A disponibilidade do Ridomil 50 gr no mercado brasileiro, (formulação granulada à base de metalaxyl (50 g/kg), registrada para o controle de Phytophthora e Pythium em citros, fumo e crisântemo), despertou o interesse sobre a possível eficiência no controle da requeima do tomateiro, visando reduzir o número de aplicações. Portanto, conduziu-se o presente experimento, comparando três dosagens do metalaxyl (Ridomil 50 gr), em aplicação única, via solo, com uma dosagem do metalaxyl + clorotalonil (Folio) e do metalaxyl + mancozeb (Ridomil Mancozeb br), em dez aplicações, via pulverização.

 

MATERIAL E MÉTODOS

O experimento foi conduzido na Fazenda Santo Antônio, em Santa Rita, no Município de Ibitirama-ES, de abril a setembro de 1996. A temperatura média mínima registrada foi de 150C e a máxima de 300C e a umidade relativa foi de aproximadamente 70%. Utilizou-se a cultivar Santa Clara, por ser a mais cultivada na região e suscetível à requeima. As plantas foram conduzidas em sistema tutorado vertical, com uma planta por cova. A adubação e os tratos culturais foram os usuais à cultura. A irrigação foi efetuada em dias alternados, utilizando-se o sistema manual, com auxílio de uma mangueira.
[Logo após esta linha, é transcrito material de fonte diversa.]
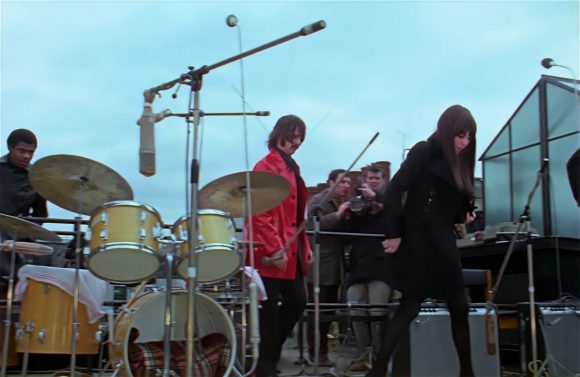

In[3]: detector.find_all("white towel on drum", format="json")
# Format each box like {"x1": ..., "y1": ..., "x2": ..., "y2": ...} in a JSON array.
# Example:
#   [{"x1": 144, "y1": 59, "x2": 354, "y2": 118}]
[
  {"x1": 14, "y1": 264, "x2": 109, "y2": 323},
  {"x1": 245, "y1": 266, "x2": 268, "y2": 301}
]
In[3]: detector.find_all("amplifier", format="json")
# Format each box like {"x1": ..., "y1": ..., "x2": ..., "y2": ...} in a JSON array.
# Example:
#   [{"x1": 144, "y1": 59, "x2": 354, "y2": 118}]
[
  {"x1": 392, "y1": 306, "x2": 500, "y2": 377},
  {"x1": 519, "y1": 303, "x2": 580, "y2": 377}
]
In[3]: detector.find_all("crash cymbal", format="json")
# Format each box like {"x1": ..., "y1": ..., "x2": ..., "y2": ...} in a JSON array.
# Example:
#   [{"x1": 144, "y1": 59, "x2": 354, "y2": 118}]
[
  {"x1": 199, "y1": 171, "x2": 290, "y2": 217},
  {"x1": 29, "y1": 154, "x2": 133, "y2": 215},
  {"x1": 0, "y1": 240, "x2": 53, "y2": 256},
  {"x1": 0, "y1": 213, "x2": 62, "y2": 242}
]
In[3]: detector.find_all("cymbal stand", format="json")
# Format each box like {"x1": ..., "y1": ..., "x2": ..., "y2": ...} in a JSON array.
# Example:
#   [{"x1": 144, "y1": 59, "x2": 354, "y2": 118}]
[
  {"x1": 487, "y1": 158, "x2": 548, "y2": 377},
  {"x1": 0, "y1": 228, "x2": 17, "y2": 377},
  {"x1": 155, "y1": 240, "x2": 182, "y2": 377}
]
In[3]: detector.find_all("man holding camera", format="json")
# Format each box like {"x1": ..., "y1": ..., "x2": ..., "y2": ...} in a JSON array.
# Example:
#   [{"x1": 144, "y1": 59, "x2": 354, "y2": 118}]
[
  {"x1": 307, "y1": 169, "x2": 350, "y2": 366},
  {"x1": 345, "y1": 164, "x2": 391, "y2": 370}
]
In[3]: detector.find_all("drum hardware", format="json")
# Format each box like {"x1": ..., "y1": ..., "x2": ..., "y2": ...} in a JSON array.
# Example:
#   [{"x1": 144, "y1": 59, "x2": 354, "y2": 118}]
[
  {"x1": 16, "y1": 321, "x2": 35, "y2": 377},
  {"x1": 0, "y1": 214, "x2": 62, "y2": 377}
]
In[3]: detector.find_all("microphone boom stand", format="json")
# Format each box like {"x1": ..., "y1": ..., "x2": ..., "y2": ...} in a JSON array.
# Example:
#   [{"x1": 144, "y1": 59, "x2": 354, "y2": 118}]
[
  {"x1": 487, "y1": 158, "x2": 548, "y2": 377},
  {"x1": 146, "y1": 20, "x2": 326, "y2": 377}
]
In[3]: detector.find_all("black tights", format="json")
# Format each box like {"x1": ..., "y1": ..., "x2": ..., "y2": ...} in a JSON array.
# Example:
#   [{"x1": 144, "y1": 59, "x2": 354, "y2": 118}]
[{"x1": 367, "y1": 292, "x2": 473, "y2": 377}]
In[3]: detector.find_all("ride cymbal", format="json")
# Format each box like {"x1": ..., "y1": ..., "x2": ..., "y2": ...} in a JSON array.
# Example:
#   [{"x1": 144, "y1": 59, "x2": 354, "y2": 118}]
[
  {"x1": 29, "y1": 154, "x2": 133, "y2": 215},
  {"x1": 199, "y1": 171, "x2": 290, "y2": 217},
  {"x1": 0, "y1": 213, "x2": 62, "y2": 242}
]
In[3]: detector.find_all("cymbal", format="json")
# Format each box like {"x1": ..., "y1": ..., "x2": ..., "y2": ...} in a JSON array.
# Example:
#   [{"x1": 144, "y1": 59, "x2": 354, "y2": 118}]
[
  {"x1": 0, "y1": 240, "x2": 53, "y2": 256},
  {"x1": 0, "y1": 213, "x2": 62, "y2": 242},
  {"x1": 29, "y1": 154, "x2": 133, "y2": 215},
  {"x1": 199, "y1": 171, "x2": 290, "y2": 217}
]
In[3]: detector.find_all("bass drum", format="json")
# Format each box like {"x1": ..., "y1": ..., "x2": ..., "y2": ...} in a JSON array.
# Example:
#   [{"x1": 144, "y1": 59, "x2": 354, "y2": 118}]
[{"x1": 109, "y1": 290, "x2": 237, "y2": 377}]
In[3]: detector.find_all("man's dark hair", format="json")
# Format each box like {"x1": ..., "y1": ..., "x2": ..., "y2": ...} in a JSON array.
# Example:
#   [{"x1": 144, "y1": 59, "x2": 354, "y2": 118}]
[
  {"x1": 268, "y1": 115, "x2": 306, "y2": 149},
  {"x1": 362, "y1": 164, "x2": 385, "y2": 178},
  {"x1": 326, "y1": 169, "x2": 346, "y2": 182},
  {"x1": 6, "y1": 128, "x2": 38, "y2": 149}
]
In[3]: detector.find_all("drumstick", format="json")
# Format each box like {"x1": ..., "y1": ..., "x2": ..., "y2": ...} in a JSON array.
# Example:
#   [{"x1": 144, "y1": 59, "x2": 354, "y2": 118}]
[{"x1": 125, "y1": 280, "x2": 148, "y2": 308}]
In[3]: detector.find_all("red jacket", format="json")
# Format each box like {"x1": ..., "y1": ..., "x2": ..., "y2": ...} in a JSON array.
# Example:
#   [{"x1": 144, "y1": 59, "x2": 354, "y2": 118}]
[{"x1": 246, "y1": 149, "x2": 311, "y2": 279}]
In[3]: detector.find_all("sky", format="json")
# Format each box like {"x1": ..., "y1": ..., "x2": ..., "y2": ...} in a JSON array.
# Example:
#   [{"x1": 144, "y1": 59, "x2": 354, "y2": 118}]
[{"x1": 0, "y1": 0, "x2": 580, "y2": 229}]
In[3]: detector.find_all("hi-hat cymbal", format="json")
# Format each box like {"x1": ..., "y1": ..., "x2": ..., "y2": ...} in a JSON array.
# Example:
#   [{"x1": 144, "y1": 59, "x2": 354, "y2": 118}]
[
  {"x1": 29, "y1": 154, "x2": 133, "y2": 215},
  {"x1": 0, "y1": 213, "x2": 62, "y2": 242},
  {"x1": 199, "y1": 171, "x2": 290, "y2": 217}
]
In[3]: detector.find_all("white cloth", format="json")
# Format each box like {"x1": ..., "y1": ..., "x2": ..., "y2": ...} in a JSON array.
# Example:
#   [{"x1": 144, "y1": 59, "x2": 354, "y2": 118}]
[
  {"x1": 14, "y1": 265, "x2": 109, "y2": 323},
  {"x1": 244, "y1": 266, "x2": 268, "y2": 301}
]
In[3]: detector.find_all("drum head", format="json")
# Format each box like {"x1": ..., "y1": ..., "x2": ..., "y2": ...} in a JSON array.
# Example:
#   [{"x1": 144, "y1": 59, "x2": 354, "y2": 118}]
[{"x1": 88, "y1": 243, "x2": 160, "y2": 284}]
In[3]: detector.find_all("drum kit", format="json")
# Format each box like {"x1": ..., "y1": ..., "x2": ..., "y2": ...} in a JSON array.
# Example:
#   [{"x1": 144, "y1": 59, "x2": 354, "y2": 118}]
[{"x1": 0, "y1": 155, "x2": 290, "y2": 377}]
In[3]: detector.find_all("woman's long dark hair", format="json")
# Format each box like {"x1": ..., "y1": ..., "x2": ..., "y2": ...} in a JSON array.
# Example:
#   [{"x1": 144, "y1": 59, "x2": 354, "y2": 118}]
[
  {"x1": 435, "y1": 105, "x2": 477, "y2": 194},
  {"x1": 268, "y1": 115, "x2": 306, "y2": 149}
]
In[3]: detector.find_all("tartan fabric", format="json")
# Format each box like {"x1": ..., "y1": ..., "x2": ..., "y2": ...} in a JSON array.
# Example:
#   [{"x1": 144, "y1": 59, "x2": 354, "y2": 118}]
[{"x1": 129, "y1": 333, "x2": 231, "y2": 377}]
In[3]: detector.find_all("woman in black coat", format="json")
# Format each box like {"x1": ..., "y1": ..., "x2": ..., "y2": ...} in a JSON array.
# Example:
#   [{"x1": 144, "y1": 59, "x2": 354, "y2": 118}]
[{"x1": 367, "y1": 105, "x2": 477, "y2": 377}]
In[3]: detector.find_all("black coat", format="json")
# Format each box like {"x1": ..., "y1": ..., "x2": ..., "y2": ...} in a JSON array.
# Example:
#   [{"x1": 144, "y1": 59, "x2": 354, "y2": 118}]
[{"x1": 384, "y1": 139, "x2": 470, "y2": 299}]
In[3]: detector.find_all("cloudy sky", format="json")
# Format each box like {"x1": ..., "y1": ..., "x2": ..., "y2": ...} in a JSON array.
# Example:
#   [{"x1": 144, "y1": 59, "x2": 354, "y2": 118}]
[{"x1": 0, "y1": 0, "x2": 580, "y2": 228}]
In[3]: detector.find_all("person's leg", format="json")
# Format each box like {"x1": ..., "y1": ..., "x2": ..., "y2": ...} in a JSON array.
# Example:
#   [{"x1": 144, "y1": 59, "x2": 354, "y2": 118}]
[
  {"x1": 368, "y1": 280, "x2": 391, "y2": 359},
  {"x1": 277, "y1": 274, "x2": 306, "y2": 359},
  {"x1": 366, "y1": 294, "x2": 421, "y2": 377},
  {"x1": 346, "y1": 283, "x2": 371, "y2": 355},
  {"x1": 320, "y1": 285, "x2": 338, "y2": 360},
  {"x1": 447, "y1": 291, "x2": 473, "y2": 377},
  {"x1": 256, "y1": 277, "x2": 281, "y2": 377},
  {"x1": 306, "y1": 283, "x2": 314, "y2": 359}
]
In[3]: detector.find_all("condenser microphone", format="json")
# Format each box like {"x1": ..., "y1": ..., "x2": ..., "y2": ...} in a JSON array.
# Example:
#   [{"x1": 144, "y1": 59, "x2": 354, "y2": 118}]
[
  {"x1": 300, "y1": 20, "x2": 326, "y2": 36},
  {"x1": 137, "y1": 103, "x2": 155, "y2": 177},
  {"x1": 226, "y1": 14, "x2": 238, "y2": 27},
  {"x1": 250, "y1": 280, "x2": 260, "y2": 359},
  {"x1": 542, "y1": 58, "x2": 554, "y2": 69}
]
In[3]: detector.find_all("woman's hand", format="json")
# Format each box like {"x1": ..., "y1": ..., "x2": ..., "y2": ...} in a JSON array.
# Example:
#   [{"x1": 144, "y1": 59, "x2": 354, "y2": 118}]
[{"x1": 383, "y1": 237, "x2": 401, "y2": 254}]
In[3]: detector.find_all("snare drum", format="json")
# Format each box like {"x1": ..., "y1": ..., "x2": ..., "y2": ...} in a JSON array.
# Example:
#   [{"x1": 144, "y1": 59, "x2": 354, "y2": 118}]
[
  {"x1": 88, "y1": 200, "x2": 162, "y2": 283},
  {"x1": 172, "y1": 209, "x2": 242, "y2": 283},
  {"x1": 16, "y1": 279, "x2": 99, "y2": 355},
  {"x1": 109, "y1": 290, "x2": 237, "y2": 377}
]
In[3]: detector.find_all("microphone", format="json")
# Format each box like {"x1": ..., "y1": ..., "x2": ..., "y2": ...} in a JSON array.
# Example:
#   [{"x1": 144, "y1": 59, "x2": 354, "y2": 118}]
[
  {"x1": 300, "y1": 20, "x2": 326, "y2": 36},
  {"x1": 137, "y1": 102, "x2": 155, "y2": 177},
  {"x1": 0, "y1": 240, "x2": 52, "y2": 255},
  {"x1": 485, "y1": 308, "x2": 496, "y2": 355},
  {"x1": 226, "y1": 14, "x2": 238, "y2": 27},
  {"x1": 250, "y1": 280, "x2": 260, "y2": 359},
  {"x1": 262, "y1": 249, "x2": 284, "y2": 266},
  {"x1": 542, "y1": 58, "x2": 555, "y2": 69}
]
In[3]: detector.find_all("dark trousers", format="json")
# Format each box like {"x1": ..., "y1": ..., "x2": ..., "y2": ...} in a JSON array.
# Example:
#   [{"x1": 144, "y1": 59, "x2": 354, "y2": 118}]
[
  {"x1": 256, "y1": 273, "x2": 306, "y2": 377},
  {"x1": 306, "y1": 283, "x2": 338, "y2": 358}
]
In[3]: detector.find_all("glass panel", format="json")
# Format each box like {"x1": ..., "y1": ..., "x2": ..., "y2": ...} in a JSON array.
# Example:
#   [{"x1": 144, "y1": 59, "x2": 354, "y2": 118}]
[
  {"x1": 511, "y1": 87, "x2": 540, "y2": 149},
  {"x1": 512, "y1": 146, "x2": 544, "y2": 235},
  {"x1": 481, "y1": 125, "x2": 510, "y2": 160},
  {"x1": 546, "y1": 83, "x2": 580, "y2": 138},
  {"x1": 483, "y1": 155, "x2": 511, "y2": 225},
  {"x1": 548, "y1": 134, "x2": 580, "y2": 238}
]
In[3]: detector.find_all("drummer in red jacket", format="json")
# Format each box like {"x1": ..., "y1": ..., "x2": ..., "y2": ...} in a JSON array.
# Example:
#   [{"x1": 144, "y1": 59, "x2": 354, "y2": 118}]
[{"x1": 247, "y1": 115, "x2": 312, "y2": 377}]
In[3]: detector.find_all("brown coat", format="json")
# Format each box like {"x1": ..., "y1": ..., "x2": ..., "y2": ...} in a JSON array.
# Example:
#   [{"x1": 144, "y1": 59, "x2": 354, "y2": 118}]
[{"x1": 308, "y1": 188, "x2": 344, "y2": 285}]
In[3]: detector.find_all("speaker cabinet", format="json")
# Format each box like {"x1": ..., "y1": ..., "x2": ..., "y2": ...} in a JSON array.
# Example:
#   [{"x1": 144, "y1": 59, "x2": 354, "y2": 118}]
[
  {"x1": 519, "y1": 302, "x2": 580, "y2": 377},
  {"x1": 392, "y1": 307, "x2": 500, "y2": 377}
]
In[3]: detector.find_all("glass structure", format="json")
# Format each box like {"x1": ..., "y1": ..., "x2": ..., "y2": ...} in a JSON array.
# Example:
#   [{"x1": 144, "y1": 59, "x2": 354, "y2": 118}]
[{"x1": 480, "y1": 75, "x2": 580, "y2": 238}]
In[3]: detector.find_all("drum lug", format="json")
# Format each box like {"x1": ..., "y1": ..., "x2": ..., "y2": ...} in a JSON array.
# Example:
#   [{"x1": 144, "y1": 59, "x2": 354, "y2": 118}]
[{"x1": 101, "y1": 211, "x2": 109, "y2": 225}]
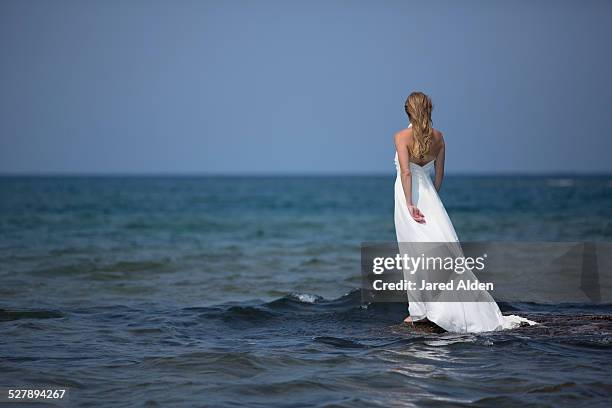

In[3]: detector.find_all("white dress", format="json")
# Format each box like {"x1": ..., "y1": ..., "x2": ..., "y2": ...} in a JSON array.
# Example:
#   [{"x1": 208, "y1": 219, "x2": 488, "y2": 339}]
[{"x1": 395, "y1": 123, "x2": 535, "y2": 333}]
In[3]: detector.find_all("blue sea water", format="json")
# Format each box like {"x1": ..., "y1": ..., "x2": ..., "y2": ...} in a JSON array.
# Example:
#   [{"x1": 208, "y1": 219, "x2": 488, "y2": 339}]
[{"x1": 0, "y1": 176, "x2": 612, "y2": 407}]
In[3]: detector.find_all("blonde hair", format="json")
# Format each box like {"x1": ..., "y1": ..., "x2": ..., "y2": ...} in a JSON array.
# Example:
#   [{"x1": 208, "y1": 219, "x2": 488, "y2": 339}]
[{"x1": 404, "y1": 92, "x2": 433, "y2": 160}]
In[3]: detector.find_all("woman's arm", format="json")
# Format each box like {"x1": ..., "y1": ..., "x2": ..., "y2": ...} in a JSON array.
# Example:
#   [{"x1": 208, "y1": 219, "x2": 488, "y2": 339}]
[
  {"x1": 434, "y1": 134, "x2": 445, "y2": 192},
  {"x1": 395, "y1": 133, "x2": 425, "y2": 223}
]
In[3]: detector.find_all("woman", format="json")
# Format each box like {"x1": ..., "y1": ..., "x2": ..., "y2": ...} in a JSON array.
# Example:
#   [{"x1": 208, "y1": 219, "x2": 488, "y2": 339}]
[{"x1": 395, "y1": 92, "x2": 535, "y2": 333}]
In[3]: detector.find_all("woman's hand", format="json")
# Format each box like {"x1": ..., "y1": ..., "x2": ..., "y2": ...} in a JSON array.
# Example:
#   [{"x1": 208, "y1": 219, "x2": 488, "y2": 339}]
[{"x1": 408, "y1": 205, "x2": 425, "y2": 224}]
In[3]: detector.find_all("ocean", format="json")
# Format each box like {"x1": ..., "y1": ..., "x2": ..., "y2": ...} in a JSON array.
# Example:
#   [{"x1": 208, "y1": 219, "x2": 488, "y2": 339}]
[{"x1": 0, "y1": 175, "x2": 612, "y2": 408}]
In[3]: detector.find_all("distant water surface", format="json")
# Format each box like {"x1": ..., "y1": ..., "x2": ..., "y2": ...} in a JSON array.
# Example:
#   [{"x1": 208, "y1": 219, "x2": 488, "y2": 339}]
[{"x1": 0, "y1": 176, "x2": 612, "y2": 407}]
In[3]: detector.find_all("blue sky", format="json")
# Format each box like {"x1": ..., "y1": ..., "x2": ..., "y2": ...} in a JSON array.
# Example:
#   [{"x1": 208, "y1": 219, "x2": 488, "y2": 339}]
[{"x1": 0, "y1": 0, "x2": 612, "y2": 174}]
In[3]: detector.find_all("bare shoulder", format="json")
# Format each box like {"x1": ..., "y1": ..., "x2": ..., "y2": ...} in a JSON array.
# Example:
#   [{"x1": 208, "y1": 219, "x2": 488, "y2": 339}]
[{"x1": 393, "y1": 128, "x2": 412, "y2": 144}]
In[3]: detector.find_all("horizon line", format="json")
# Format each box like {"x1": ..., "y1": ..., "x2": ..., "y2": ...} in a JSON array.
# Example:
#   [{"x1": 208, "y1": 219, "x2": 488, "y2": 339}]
[{"x1": 0, "y1": 171, "x2": 612, "y2": 178}]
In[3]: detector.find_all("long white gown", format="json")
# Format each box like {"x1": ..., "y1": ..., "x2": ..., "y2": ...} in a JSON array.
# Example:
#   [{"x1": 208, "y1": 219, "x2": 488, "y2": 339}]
[{"x1": 395, "y1": 123, "x2": 535, "y2": 333}]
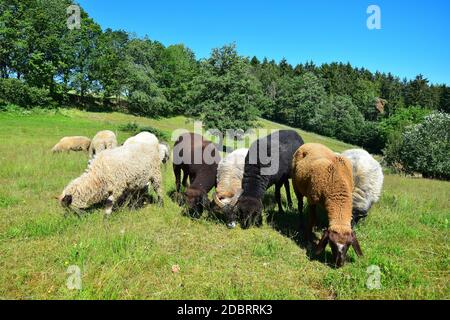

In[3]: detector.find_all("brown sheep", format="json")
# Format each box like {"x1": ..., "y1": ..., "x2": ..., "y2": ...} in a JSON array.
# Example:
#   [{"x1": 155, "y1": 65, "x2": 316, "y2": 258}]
[
  {"x1": 52, "y1": 137, "x2": 91, "y2": 153},
  {"x1": 292, "y1": 143, "x2": 362, "y2": 267}
]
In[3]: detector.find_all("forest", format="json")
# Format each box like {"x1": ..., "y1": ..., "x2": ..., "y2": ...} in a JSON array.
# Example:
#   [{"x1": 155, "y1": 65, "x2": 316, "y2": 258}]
[{"x1": 0, "y1": 0, "x2": 450, "y2": 180}]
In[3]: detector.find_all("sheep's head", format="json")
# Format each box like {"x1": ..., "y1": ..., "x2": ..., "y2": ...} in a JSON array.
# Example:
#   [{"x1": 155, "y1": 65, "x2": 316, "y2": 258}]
[
  {"x1": 184, "y1": 188, "x2": 209, "y2": 217},
  {"x1": 316, "y1": 229, "x2": 362, "y2": 268},
  {"x1": 211, "y1": 189, "x2": 242, "y2": 228},
  {"x1": 59, "y1": 194, "x2": 73, "y2": 209},
  {"x1": 232, "y1": 197, "x2": 263, "y2": 229}
]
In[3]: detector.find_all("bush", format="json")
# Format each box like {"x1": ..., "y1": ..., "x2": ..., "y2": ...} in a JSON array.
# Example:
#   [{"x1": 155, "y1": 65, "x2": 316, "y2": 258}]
[
  {"x1": 385, "y1": 112, "x2": 450, "y2": 180},
  {"x1": 0, "y1": 79, "x2": 53, "y2": 108}
]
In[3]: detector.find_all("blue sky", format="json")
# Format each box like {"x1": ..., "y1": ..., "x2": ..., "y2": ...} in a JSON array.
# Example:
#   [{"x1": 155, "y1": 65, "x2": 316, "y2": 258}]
[{"x1": 79, "y1": 0, "x2": 450, "y2": 85}]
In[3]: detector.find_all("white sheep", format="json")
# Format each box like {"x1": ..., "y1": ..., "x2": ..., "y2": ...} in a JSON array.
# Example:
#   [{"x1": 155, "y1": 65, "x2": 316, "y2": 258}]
[
  {"x1": 89, "y1": 130, "x2": 117, "y2": 159},
  {"x1": 214, "y1": 149, "x2": 248, "y2": 221},
  {"x1": 59, "y1": 143, "x2": 163, "y2": 215},
  {"x1": 123, "y1": 132, "x2": 159, "y2": 148},
  {"x1": 123, "y1": 131, "x2": 170, "y2": 163},
  {"x1": 159, "y1": 142, "x2": 170, "y2": 164},
  {"x1": 52, "y1": 137, "x2": 91, "y2": 153},
  {"x1": 342, "y1": 149, "x2": 384, "y2": 225}
]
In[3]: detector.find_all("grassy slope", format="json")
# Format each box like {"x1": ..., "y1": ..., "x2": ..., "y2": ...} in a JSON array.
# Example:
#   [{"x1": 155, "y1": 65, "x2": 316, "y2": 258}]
[{"x1": 0, "y1": 111, "x2": 450, "y2": 299}]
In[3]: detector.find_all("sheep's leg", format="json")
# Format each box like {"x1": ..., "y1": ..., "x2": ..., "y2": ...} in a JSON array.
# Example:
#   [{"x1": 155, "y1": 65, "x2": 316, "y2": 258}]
[
  {"x1": 105, "y1": 195, "x2": 115, "y2": 217},
  {"x1": 151, "y1": 174, "x2": 164, "y2": 206},
  {"x1": 306, "y1": 205, "x2": 316, "y2": 243},
  {"x1": 275, "y1": 184, "x2": 284, "y2": 213},
  {"x1": 173, "y1": 165, "x2": 181, "y2": 193},
  {"x1": 183, "y1": 172, "x2": 192, "y2": 189},
  {"x1": 284, "y1": 179, "x2": 294, "y2": 209}
]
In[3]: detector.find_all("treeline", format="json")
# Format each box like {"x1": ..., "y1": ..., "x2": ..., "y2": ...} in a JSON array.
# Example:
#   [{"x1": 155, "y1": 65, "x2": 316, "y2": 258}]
[{"x1": 0, "y1": 0, "x2": 450, "y2": 159}]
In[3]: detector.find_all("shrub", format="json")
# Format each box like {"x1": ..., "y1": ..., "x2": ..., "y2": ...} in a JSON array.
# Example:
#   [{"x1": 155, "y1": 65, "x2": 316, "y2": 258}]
[
  {"x1": 0, "y1": 79, "x2": 53, "y2": 108},
  {"x1": 385, "y1": 112, "x2": 450, "y2": 180}
]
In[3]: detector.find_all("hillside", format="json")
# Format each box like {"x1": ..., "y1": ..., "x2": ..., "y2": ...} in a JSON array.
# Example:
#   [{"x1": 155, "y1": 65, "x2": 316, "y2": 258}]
[{"x1": 0, "y1": 110, "x2": 450, "y2": 299}]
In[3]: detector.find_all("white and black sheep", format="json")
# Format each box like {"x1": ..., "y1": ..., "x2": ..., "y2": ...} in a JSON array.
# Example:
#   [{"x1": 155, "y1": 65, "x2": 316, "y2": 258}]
[
  {"x1": 59, "y1": 143, "x2": 163, "y2": 215},
  {"x1": 89, "y1": 130, "x2": 117, "y2": 159},
  {"x1": 342, "y1": 149, "x2": 384, "y2": 225}
]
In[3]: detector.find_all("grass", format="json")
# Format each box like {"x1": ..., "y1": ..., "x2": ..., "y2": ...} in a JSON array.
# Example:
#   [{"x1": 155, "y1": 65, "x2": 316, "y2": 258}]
[{"x1": 0, "y1": 110, "x2": 450, "y2": 299}]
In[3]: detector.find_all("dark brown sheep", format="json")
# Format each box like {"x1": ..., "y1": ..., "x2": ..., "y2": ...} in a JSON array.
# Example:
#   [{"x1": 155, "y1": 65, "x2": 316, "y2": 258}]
[
  {"x1": 173, "y1": 133, "x2": 220, "y2": 216},
  {"x1": 227, "y1": 130, "x2": 304, "y2": 229}
]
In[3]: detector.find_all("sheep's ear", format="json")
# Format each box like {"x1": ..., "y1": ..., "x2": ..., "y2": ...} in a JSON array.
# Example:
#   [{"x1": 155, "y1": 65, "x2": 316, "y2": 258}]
[
  {"x1": 61, "y1": 195, "x2": 73, "y2": 207},
  {"x1": 352, "y1": 232, "x2": 363, "y2": 257},
  {"x1": 316, "y1": 230, "x2": 330, "y2": 255}
]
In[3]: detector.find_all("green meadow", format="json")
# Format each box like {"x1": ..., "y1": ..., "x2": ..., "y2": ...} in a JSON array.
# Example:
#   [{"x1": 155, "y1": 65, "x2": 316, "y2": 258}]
[{"x1": 0, "y1": 110, "x2": 450, "y2": 300}]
O delineamento experimental utilizado foi de blocos casualizados, com seis tratamentos e quatro repetições. As parcelas, espaçadas de 2 m entre si, foram constituídas por quatro fileiras com 40 plantas, no espaçamento 0,5 x 1,0 m. Os tratamentos avaliados foram o fungicida Ridomil 50 gr nas dosagens de 1,0; 2,5 e 5,0 g/cova; Ridomil Mancozeb br na dosagem de 400 g/100 litros de água e o Folio na dosagem de 400 g/100 litros de água em pulverização e a testemunha, sem aplicação de fungicida. O fungicida Ridomil 50 gr foi aplicado uma única vez, na cova de plantio por ocasião do transplantio das mudas de tomateiro para o campo. As mudas foram transplantadas com 30 dias de idade. Os outros fungicidas foram aplicados em dez pulverizações cada, em intervalos de sete dias, iniciando-se 30 dias após o transplantio e empregando-se pulverizador costal manual, com bico cônico JD5-2. O volume aplicado por pulverização foi de 600 litros/ha.

 

 

A avaliação de severidade da requeima foi efetuada aos 70 dias após o transplantio, em duas folhas por planta, localizadas na porção mediana da mesma, com o uso de uma escala diagramática divulgada por Azevedo & Leite (1996), para avaliação da doença na cultura da batateira, expressa em porcentagem de área foliar lesionada em quatro níveis: 1%, 10%, 25% e 50%. A produção de frutos comercialmente aceitáveis foi avaliada durante quatro semanas, a partir de 90 dias após o transplantio, através da colheita de todos os frutos considerados em ponto de colheita e pesagem dos comercialmente aceitáveis ou seja; com diâmetro transversal igual ou superior a 33 mm. Para as avaliações foram consideradas as dez plantas centrais de cada parcela, dispostas em duas fileiras (área útil de 2 m²). As médias foram comparadas estatisticamente por meio do teste de Duncan a 5% de probabilidade.

 

RESULTADOS E DISCUSSÃO

Em relação à testemunha, todos os tratamentos com fungicidas reduziram significativamente a severidade da requeima do tomateiro. Nos tratamentos com Folio e com Ridomil Mancozeb br (dez pulverizações e dosagem de 400 g/100 litros de água), estatisticamente similares entre si, mas superiores aos demais tratamentos, as percentagens de área foliar lesionada destes dois tratamentos foram, respectivamente, de 2,75 e 7,25%. Para os tratamentos com o Ridomil 50 gr, aplicado uma única vez na cova e na ocasião do transplantio, os percentuais de área foliar lesionada foram de 24,25% para a dosagem de 1 g/cova, de 18,50% para a de 2,5 g/cova e de 18,25% para a de 5 g/cova, igualando-se estatisticamente entre si e superando a testemunha, cujo percentual de área foliar lesionada foi de 34,25%.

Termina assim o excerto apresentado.